The bill also expands on federal law, which currently requires new guns be provided with a safety device*. The 2021 Colorado bill will require those locks for rifles and other long guns, Mullica said. "This isn't about owning a gun. It's about preventing an accident from happening."
As to Weiser's views on the bill, his office said Monday that "the attorney general looks forward to reviewing each of these bills once they are finalized and introduced. These are responsible measures that we can all agree on, and keep firearms out of the hands of children and those that would do harm with them."
The second proposed measure is also a repeat from 2020, on requiring a report be filed with a law enforcement agency when a firearm is lost or stolen.
That measure, which also was postponed in the pandemic-shortened session, will be carried by Sens.
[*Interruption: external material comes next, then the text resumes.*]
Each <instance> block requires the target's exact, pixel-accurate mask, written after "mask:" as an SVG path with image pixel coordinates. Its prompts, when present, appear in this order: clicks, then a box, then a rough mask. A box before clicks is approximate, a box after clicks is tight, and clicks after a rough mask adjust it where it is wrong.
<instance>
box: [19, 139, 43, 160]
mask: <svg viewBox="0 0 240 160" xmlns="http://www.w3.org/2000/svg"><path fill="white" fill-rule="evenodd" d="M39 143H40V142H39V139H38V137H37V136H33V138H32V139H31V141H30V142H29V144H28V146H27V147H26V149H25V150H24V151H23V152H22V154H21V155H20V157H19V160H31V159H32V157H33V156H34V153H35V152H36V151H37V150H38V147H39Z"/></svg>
Sonya Jaquez Lewis, D-Longmont and Jessie Danielson, D-Wheat Ridge, and in the House by Reps. Tom Sullivan, D-Centennial, and Leslie Herod, D-Denver. Sullivan said Monday it will be very similar to last year's bill, which requires those who own firearms to report when those guns are lost or stolen within 48 hours of making that discovery. Failure to do so could earn the gun owner a $25 fine for the first offense and would be classified as a class 3 misdemeanor for second or subsequent offenses.
Clarification: federal law enacted in 2005 requires federal firearms licensees to sell every handgun with a secure gun storage or safety device, but the law does not require the owners to use them.